このオーケストラは、1998年にザイア・ジウアニと妹フェットゥマが、パリとセーヌ・サン・ドニの音楽院の学生や指導者と一緒に設立。しかしそれまでの道のりは決して平坦ではなく、作中で描かれる人種差別や性差別、社会的階級への蔑視など、パリの名門音楽院で姉妹が直面した数々の仕打ちに心が痛む。これらの描写に誇張はなく、何なら少々控えめにしてあるとのことで驚くばかりである。それでもなお、ひたむきな努力を続け、葛藤や苦悩を抱えながらも、音楽の力で困難を乗り越えていく姿が映し出される。
恥ずかしながら、ルーマニア出身の”幻のマエストロ”、チェリビダッケを初めて知ったのだが、ベルリン・フィルハーモニー管弦楽団、ミュンヘン・フィルハーモニー管弦楽団などの首席指揮者を務めた世界的巨匠である。そんな人物に才能を見出されるほどなので、よほど光るものがあったのだろう。そしてチェリビダッケから直接指導を受けられるようになったことで、ザイアの音楽人生に希望の灯が点される。チェリビダッケがザイアに注ぐ愛情の、さりげない描写が素敵だ。

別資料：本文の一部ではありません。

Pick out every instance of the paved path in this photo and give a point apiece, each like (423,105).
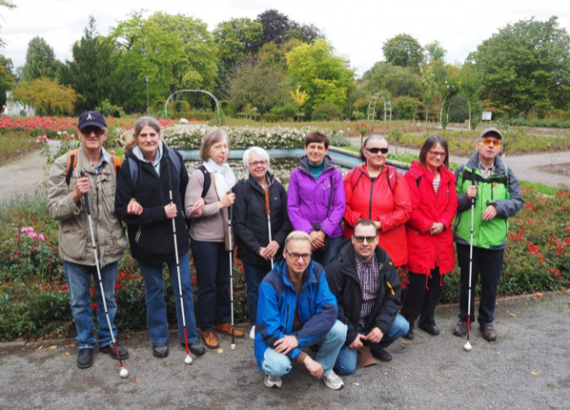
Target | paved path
(524,166)
(528,367)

全体を通して少し言葉足らずな脚本だが、それがいい。語りすぎない代わりに、ひとつひとつの緻密な描写が心に強く訴えてくる。ザイアとフェットゥマが立ち上げたちいさな楽団のメンバーが顔を合わせ、チューニングの「ラ」の音がひとつになっていくさまは、出自や階級をを超えてオーケストラの心が通い合った瞬間に立ち会ったようで胸が震えた。そして紆余曲折があり、こんなに泣かされるボレロは後にも先にもないだろう。家族愛と美しい音楽に彩られた、素晴らしい映画体験だった。